Being on a bunch of thyroid hormones myself this is something I wondered about when I started losing weigh. It is hard to Google thyroid hormones and weight loss because most of the hits are about losing weight because you are taking them, or (really not recommended) taking thyroid hormones
to lose weight.
What I have found is mainly doctors disagreeing and anecdotal evidence.
www.medhelp.org/posts/Thyroid-Disorders/Increased-dosage-for-weight-loss/show/1259725
Nelly57: I have been losing weight and as a result my dosages of Levo have gotten too strong and had to be lowered. I have now lost 44 pounds. The times that my medication was too strong and I became Hyper instead of Hypo were absolute misery!
www.lowcarbfriends.com/bbs/thyroid/743673-would-you-need-less-medication-after-losing-weigh.html
luvmybabyhead: My endo says no, weight has nothing to do with how much thyroid medicine you need. ... I know people who are much thinner than me and are on a lot more and a lot less medicine than I am so that is confirmed in real life to me.
cocoanut: ... I disagree. My needs are unique to me but my weight does have an impact on my needs. I need a higher dose to maintain the metabolism for my fatter body than I do on my thinner body.
inatic: i havent needed less meds even though im leaner.. I've actually needed more because of my training.
Leo41: I have an excellent endo, and he mentioned once that he 'expected' to lower my dosage because of my weight loss (almost 200 lbs). However, that hasn't happened... I seem to need to same dosage to maintain barely satisfactory T4 and T3 levels.
qbert: My doctor told me I would need to lower the dose if I lost weight - it needs to be monitored...
Speaking as a enthusiastic amateur, I suspect there are a couple of factors involved. One is the equilibrium between the hormones you take and the rate your body is metabolising them. As you weight is going down especially in the early stage of rapid weight loss, there is less you for incoming hormones to spread around, meanwhile stores of hormone bound to plasma proteins in your lost volume ends up more concentrated back in the rest of you, so your hormone levels will go up. But this is only a temporary effect and the excess will decrease as the extra thyroid hormones are metabolised.

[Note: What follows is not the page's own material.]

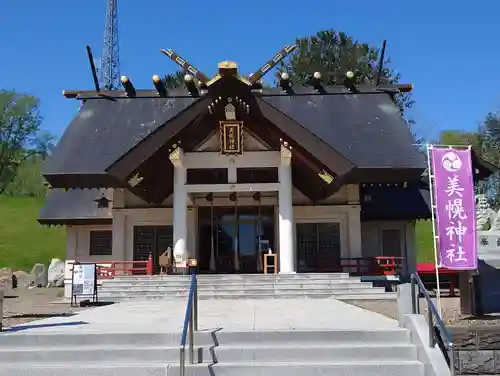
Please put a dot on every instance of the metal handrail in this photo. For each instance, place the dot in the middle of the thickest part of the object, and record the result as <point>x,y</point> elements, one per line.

The bigger question is what type of tissue that uses thyroid hormones the most. I can't imagine fat tissue has much use for it. Muscle obviously does. If you lose fat, gain muscle and are more active, does that mean your need to thyroid hormones goes up? Or if your diet is one of those damaging ones where you lose muscle instead, does your need for thyroid hormone go down? Then again metabolising thyroid hormones by the liver and kidneys is a different process to their use as hormones by muscle tissue and weight loss has nothing to do with dosage once equilibrium has been re-established.
There may be a clue in the half lives of thyroid hormones which vary depending on whether the person is hypothyroid euthyroid (just right) or hyperthyroid.
From
Gibaldi's Drug Delivery Systems in Pharmaceutical CareHalf Life of Levothyroxine (T4) Liothyronine (T3)
hypothyroid__9-10 days__________1.4 days
euthyroid____6-7 days___________1 day
hyperthyroid_3-4 days___________0.6 days
Now the terms hypothyroid euthyroid and hyperthyroid can have two distinct meanings as experienced by anyone still suffering the effects of hypothyroidism while their doctor says their blood test fine. The term euthyroid can be mean your blood levels are in the right range, below that range and you are hypothyroid, too high and you are hyperthyroid. But before the blood tests hypothyroidism used to mean your metabolism was too slow because of an under active thyroid, hyperthyroid was when you metabolism was racing because of an over active thyroid, euthyroid and you were just right.
Could losing weight, especially accompanied by an increase in metabolism change the half life you metabolise thyroid hormones at? So for a tired overweight person treated for hypothyroidism with blood levels in the euthyroid range, when they lose weight and speed up their metabolism, could their blood level drop because they are metabolising their hormones faster? Or could the increase in metabolism balance effects of weight loss that might otherwise raise your blood levels?